Case ID: ill_359/html/0612-01.html
Source: Caselaw Access Project
Author: {"author": "Mr. Justice Orr", "license": "Public Domain", "url": "https://static.case.law/"}
Date Created: 2024-08-24T03:29:51.129683

(No. 22798.
    The People ex rel. Hortense N. Swift et al. Petitioners, vs. The Superior Court of Cook County et al. Respondents.
    
      Opinion filed February 21, 1935
    
    Rehearing denied April 5, 1935.
    
    
      Samuel A. & Leonard B. Ettelson, and Albert H. & Henry Veeder, (Samuel A. Ettelson, Edward C. Higgins, and Carl J. Appell, of counsel,) for petitioners.
    Ashcraft & Ashcraft, (Carroll J. Lord, of counsel,) for respondents.
   Mr. Justice Orr

delivered the opinion of the court:

Upon leave granted, an original petition for a writ of prohibition was filed in this court on relation of the executors of the will of Edward E. Swift, deceased, against the superior court of Cook county and Denis E. Sullivan, as judge thereof.
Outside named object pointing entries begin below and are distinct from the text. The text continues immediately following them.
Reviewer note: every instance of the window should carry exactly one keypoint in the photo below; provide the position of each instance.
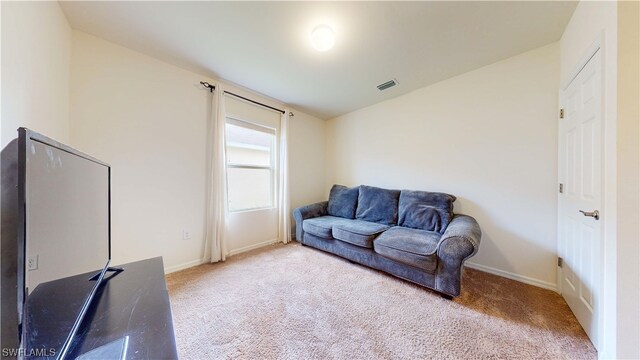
(250, 165)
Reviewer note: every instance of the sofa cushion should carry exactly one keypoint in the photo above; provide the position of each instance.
(409, 246)
(378, 205)
(358, 232)
(425, 210)
(321, 226)
(343, 201)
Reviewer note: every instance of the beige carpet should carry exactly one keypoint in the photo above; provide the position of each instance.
(294, 302)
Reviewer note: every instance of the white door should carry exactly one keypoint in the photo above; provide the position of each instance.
(580, 224)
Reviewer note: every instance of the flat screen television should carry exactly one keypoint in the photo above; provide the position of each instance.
(56, 243)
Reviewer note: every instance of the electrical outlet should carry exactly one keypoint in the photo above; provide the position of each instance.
(32, 262)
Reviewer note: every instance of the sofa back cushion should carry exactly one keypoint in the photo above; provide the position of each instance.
(378, 205)
(343, 201)
(425, 210)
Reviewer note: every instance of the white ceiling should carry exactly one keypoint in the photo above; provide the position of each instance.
(265, 46)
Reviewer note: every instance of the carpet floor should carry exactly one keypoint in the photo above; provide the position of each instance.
(294, 302)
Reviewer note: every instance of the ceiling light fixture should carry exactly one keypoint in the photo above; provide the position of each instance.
(323, 38)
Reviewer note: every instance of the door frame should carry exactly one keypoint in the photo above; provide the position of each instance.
(601, 266)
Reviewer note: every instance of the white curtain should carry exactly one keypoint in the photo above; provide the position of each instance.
(216, 184)
(284, 217)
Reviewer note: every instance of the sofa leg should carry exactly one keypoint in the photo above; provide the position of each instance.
(445, 296)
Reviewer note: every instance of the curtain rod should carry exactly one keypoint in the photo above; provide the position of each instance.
(212, 87)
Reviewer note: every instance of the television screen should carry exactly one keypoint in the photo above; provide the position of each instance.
(66, 240)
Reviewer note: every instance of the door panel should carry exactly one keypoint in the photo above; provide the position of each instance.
(580, 158)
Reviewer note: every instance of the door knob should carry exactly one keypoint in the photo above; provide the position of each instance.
(594, 214)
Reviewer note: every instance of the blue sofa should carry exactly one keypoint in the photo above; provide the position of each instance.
(413, 235)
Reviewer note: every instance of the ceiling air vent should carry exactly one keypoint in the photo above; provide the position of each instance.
(388, 84)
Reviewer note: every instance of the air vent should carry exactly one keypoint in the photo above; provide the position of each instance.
(388, 84)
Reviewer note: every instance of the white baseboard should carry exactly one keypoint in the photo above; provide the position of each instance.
(170, 269)
(517, 277)
(251, 247)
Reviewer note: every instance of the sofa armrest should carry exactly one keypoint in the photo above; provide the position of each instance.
(459, 242)
(307, 212)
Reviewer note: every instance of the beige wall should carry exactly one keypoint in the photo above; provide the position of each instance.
(36, 46)
(628, 181)
(148, 119)
(489, 137)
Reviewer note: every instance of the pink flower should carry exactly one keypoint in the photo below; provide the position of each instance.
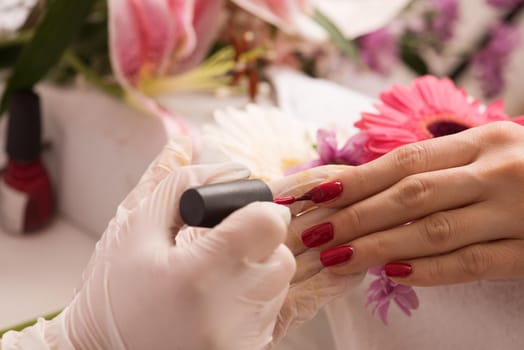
(430, 107)
(489, 63)
(447, 14)
(383, 290)
(504, 4)
(354, 151)
(152, 39)
(291, 16)
(379, 50)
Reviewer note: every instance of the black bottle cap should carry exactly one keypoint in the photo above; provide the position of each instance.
(207, 206)
(24, 129)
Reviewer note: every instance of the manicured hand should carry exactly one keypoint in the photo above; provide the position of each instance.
(446, 210)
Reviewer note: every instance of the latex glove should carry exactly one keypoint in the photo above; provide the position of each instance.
(141, 291)
(462, 194)
(312, 286)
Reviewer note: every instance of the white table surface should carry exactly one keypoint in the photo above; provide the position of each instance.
(39, 272)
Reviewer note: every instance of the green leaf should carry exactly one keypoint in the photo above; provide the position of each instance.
(24, 325)
(55, 33)
(338, 39)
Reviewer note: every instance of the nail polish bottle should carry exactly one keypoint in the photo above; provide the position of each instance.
(26, 199)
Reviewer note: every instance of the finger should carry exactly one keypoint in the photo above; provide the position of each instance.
(299, 183)
(250, 234)
(301, 223)
(308, 265)
(411, 199)
(495, 260)
(439, 153)
(438, 233)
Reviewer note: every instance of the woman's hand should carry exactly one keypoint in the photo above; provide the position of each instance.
(149, 286)
(312, 286)
(442, 211)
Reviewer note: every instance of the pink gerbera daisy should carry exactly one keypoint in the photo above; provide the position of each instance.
(430, 107)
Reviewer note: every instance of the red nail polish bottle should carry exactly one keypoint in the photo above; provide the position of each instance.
(26, 199)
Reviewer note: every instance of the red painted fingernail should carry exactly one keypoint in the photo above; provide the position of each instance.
(317, 235)
(337, 255)
(325, 192)
(398, 269)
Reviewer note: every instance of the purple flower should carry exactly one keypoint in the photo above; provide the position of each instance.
(379, 50)
(383, 290)
(354, 151)
(446, 15)
(490, 61)
(504, 4)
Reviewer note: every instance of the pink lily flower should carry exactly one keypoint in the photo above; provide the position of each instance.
(291, 16)
(352, 17)
(156, 39)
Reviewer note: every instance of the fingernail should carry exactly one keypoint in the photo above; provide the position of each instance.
(317, 235)
(398, 269)
(325, 192)
(337, 255)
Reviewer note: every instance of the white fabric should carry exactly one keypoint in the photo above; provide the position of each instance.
(220, 289)
(483, 315)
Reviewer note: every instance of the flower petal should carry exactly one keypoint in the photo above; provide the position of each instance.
(141, 33)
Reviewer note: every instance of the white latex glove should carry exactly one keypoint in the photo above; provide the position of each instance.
(313, 286)
(222, 290)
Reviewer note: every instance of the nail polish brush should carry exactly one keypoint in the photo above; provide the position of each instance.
(208, 205)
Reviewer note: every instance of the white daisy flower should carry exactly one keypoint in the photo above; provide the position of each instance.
(264, 139)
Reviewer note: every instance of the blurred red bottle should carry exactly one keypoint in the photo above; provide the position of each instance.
(26, 199)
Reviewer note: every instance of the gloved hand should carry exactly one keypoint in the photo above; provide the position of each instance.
(313, 286)
(222, 290)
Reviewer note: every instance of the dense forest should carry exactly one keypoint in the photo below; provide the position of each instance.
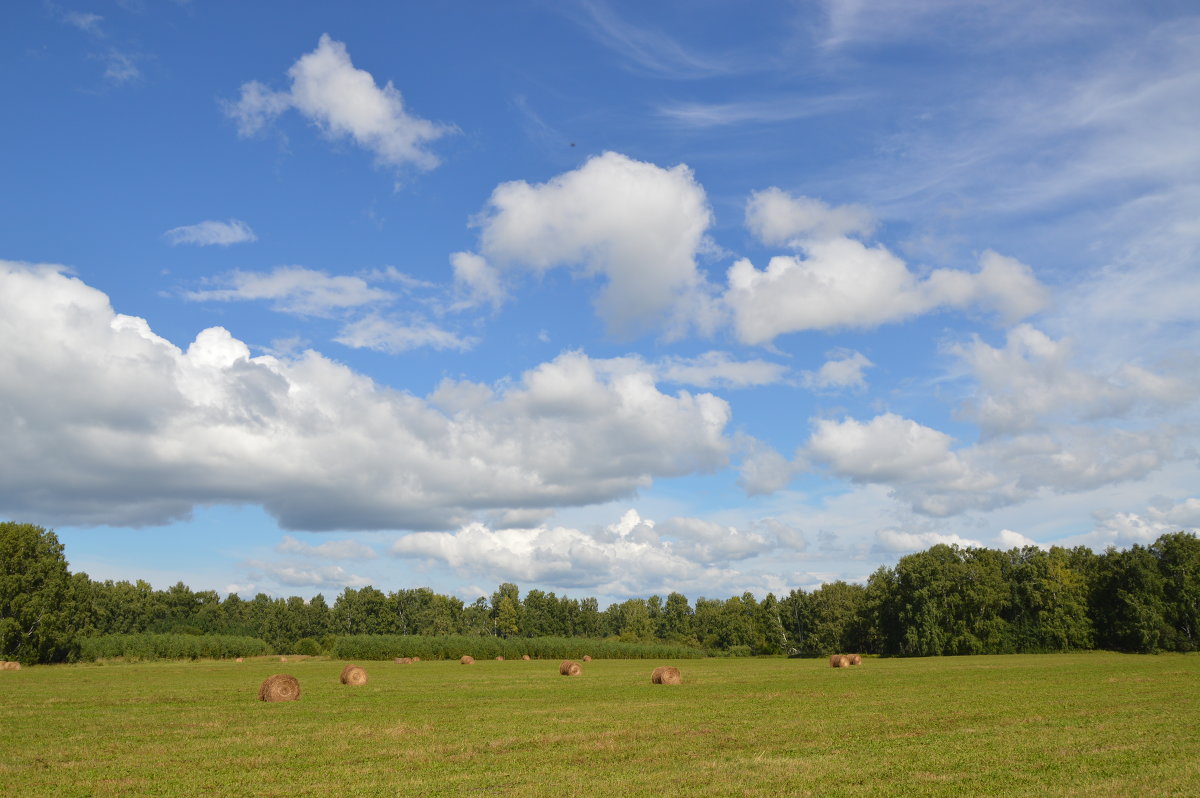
(943, 600)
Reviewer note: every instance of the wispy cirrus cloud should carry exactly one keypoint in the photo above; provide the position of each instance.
(211, 233)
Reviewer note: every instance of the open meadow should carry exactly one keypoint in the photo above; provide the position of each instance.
(1091, 724)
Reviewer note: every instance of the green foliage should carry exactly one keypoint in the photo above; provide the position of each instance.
(171, 647)
(451, 647)
(40, 605)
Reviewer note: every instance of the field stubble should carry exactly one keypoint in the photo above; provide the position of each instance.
(1053, 725)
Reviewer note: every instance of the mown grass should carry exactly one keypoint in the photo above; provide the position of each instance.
(1090, 724)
Its avowed purpose was to enforce respect for and compliance with a judgment heretofore entered by this court in Howard v. Swift, 356 Ill. 80. Respondents were ruled to show cause, and the proceedings in the lower court were stayed pending the disposition of the petition here. The question is whether our former decision in Howard v. Swift, supra, constitutes res judicata as to the suit pending in the superior court.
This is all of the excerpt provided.